Four layers (CLAUDE.md, MEMORY.md, PreCompact hook, synthesis archive) that compound instead of resetting. Each survives `/compact` and carries decisions, corrections, and preferences across sessions.
TL;DR: Every session I re-pasted the same brief, the same preferences, the same corrections. Claude read them fresh every time. I was paying to rebuild memory I already owned. This is the stack that ends that.
NOTE - For your Claude-Code Agent
Checkout the direct installer for your Claude-Code Agent - “The Claude Code Evolving Memory Stack”
At the bottom of this Article, you will find…
2 Agent Instructions from my Process
All my Agent Page Links for You
What happened with me…
Tuesday I told Claude to use Postgres for the new service.
Wednesday it stuck. Thursday /compact fired. Friday, fresh session, it asked me which database we’d picked.
The decision was real. It just lived in session history. /compact swallowed it.
So I stopped letting one fragile log carry every decision I’ve ever made.
What Claude Code already gives you, and what it doesn’t
Claude Code already ships with memory primitives. It reads CLAUDE.md on every session start. It supports /compact so long sessions don’t blow past the context window. It lets you register hooks via settings.json. That handles the standing-rules layer.
What it doesn’t handle is anything that builds up inside a session.
Every decision you make mid-session, every correction, every preference you teach Claude lives in session history.
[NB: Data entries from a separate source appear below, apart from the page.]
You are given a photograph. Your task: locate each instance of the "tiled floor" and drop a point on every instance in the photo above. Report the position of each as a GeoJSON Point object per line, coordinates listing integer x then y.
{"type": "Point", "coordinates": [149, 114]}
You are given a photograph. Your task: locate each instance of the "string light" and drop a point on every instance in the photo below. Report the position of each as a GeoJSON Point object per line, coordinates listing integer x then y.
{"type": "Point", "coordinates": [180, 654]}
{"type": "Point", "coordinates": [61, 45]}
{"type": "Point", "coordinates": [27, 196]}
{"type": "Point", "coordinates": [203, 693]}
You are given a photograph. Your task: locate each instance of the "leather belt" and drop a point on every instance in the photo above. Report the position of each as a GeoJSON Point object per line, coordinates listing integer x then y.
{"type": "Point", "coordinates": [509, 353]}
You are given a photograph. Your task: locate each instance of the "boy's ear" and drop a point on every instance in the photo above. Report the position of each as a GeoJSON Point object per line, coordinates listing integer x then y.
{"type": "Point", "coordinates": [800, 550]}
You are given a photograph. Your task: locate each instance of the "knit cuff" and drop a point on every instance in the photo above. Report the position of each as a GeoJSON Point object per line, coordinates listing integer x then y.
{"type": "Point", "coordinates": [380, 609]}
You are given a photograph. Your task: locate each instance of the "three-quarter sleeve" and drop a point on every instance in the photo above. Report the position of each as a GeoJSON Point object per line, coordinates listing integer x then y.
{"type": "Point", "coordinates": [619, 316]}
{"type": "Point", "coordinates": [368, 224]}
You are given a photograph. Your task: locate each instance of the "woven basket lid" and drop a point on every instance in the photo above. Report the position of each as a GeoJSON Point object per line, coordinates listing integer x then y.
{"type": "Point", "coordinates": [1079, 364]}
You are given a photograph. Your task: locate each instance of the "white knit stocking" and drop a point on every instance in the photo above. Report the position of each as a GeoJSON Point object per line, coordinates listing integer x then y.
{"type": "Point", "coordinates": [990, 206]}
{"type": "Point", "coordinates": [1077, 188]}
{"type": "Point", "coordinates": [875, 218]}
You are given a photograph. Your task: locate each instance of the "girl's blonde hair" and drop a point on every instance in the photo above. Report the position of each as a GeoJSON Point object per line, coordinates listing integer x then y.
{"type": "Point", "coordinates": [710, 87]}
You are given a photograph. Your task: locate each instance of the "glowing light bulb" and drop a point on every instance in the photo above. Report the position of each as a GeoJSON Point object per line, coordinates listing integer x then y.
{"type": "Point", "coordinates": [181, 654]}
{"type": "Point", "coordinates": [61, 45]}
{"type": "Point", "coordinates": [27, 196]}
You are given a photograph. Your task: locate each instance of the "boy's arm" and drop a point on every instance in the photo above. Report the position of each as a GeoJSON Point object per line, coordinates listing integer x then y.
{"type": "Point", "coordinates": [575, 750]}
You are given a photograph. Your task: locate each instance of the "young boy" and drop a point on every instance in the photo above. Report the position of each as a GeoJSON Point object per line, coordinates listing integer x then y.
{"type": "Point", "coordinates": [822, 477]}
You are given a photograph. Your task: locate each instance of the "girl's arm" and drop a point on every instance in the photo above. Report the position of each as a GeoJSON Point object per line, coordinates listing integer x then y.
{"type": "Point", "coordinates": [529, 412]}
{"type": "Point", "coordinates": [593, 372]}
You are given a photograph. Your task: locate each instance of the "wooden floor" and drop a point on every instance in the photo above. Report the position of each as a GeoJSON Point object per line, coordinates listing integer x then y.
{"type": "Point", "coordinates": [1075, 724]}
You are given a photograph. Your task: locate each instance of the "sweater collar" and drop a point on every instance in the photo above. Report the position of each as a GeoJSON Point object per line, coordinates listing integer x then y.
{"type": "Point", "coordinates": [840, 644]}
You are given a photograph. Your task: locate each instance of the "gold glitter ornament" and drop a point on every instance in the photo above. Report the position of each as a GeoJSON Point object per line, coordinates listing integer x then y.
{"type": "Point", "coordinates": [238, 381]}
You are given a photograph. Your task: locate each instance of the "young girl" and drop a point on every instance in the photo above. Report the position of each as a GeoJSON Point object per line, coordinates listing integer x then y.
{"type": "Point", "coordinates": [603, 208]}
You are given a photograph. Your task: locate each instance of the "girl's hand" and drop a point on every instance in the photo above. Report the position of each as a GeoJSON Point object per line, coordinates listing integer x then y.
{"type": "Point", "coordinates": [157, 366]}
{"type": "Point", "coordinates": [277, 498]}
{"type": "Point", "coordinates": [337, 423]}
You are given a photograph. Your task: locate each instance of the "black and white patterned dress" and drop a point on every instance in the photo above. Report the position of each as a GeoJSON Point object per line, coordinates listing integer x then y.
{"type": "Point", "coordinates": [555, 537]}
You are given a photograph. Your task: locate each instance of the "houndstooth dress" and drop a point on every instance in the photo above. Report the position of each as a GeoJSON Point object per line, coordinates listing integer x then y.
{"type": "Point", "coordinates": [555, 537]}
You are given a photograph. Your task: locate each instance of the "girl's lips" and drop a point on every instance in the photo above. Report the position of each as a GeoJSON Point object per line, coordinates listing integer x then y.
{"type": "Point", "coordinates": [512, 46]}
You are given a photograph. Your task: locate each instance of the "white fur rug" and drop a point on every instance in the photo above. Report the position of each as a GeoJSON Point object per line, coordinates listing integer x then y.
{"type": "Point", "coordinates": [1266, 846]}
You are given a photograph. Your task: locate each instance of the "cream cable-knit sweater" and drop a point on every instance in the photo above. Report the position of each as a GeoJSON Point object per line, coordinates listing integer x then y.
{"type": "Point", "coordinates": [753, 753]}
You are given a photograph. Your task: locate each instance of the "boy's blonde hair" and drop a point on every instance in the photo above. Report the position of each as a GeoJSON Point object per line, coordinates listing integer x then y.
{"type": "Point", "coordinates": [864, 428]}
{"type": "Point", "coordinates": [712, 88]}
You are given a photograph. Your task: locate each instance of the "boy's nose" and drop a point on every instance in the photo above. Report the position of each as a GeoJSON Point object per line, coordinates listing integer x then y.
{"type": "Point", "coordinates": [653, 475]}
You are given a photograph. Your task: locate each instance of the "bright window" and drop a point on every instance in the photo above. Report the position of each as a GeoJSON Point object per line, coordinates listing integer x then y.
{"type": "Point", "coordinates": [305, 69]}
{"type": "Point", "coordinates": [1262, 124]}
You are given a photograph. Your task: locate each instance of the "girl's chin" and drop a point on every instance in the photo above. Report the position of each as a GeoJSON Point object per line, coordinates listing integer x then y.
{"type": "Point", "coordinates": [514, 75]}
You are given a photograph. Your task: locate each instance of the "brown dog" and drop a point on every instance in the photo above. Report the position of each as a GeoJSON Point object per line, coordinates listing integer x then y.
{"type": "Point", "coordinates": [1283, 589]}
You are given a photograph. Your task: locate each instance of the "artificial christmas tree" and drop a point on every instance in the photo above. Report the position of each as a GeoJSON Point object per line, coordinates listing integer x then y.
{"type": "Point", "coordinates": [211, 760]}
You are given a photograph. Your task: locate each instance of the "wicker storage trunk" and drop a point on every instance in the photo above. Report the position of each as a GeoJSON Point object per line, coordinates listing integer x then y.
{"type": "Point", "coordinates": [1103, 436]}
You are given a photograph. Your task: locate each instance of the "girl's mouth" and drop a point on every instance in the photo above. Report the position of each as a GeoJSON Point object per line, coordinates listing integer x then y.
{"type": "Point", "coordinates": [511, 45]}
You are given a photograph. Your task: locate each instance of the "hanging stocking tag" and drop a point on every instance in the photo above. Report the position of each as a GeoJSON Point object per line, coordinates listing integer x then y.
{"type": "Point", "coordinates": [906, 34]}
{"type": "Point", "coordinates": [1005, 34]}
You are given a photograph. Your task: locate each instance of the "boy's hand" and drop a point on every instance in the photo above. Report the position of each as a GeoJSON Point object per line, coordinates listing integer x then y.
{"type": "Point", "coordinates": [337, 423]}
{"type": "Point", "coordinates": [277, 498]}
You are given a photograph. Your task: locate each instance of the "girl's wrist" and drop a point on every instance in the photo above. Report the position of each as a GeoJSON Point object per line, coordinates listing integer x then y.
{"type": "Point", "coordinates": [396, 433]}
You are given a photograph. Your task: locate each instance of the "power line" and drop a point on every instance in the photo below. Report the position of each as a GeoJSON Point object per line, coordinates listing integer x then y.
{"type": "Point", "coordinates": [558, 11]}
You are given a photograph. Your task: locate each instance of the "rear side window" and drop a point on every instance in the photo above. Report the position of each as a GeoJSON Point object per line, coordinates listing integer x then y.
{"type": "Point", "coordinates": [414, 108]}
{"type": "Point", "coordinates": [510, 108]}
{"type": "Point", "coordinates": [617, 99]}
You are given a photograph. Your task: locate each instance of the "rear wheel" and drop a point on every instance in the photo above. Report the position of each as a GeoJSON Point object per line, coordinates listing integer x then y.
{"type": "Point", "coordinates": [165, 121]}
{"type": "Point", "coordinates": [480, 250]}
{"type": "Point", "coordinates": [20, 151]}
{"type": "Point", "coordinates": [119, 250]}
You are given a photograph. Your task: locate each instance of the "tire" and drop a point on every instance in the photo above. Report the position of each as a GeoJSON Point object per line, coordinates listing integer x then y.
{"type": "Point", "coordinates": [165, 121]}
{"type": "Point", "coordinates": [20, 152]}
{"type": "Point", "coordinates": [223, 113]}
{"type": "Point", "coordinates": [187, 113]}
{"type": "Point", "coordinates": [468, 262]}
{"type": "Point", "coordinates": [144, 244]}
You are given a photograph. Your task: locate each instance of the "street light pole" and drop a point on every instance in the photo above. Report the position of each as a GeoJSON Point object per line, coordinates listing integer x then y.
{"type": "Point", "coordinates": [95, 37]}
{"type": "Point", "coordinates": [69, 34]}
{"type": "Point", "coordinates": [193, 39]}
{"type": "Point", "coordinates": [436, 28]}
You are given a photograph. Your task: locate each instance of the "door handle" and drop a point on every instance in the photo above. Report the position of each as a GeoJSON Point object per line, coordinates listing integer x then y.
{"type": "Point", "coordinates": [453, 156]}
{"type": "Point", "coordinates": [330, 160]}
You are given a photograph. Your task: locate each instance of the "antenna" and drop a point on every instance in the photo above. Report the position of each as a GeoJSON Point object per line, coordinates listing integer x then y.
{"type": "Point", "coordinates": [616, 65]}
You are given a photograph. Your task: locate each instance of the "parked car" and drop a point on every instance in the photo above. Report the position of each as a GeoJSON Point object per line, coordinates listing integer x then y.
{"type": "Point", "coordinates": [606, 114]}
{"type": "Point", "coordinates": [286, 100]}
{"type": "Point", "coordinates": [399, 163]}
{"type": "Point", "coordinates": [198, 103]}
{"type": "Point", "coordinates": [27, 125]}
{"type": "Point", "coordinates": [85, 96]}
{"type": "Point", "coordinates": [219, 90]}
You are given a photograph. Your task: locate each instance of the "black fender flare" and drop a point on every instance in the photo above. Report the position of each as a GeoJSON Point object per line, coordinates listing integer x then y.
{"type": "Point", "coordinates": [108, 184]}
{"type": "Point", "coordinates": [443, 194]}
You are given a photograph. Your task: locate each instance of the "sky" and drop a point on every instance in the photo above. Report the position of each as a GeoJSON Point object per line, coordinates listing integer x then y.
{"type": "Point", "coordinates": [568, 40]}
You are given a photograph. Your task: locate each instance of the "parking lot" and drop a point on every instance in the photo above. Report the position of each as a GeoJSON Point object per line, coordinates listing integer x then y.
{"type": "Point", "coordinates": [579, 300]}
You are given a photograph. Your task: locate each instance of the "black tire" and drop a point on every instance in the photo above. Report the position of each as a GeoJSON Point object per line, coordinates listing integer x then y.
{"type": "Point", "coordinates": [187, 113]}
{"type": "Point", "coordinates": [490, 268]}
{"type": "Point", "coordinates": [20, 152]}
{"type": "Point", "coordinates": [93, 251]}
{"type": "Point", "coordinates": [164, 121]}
When /compact fires (around 83.5% context by default), the summary keeps the gist and loses the specifics. The exact fix from yesterday and the workaround for that staging bug can vanish.
The stack below doesn’t replace what Claude Code already does. It fills in the gap.
A decision file that survives every reset. A daily session-state file that bridges restarts. A hook that grabs session detail before /compact wipes it. A searchable archive that makes cross-session patterns findable later.
Built on top of the primitives Claude Code already gives you. So the stack compounds instead of resetting every session.
The cost
Long Claude Code sessions get expensive because every turn carries old context. Commands, errors, file reads, decisions, corrections. It all rides along.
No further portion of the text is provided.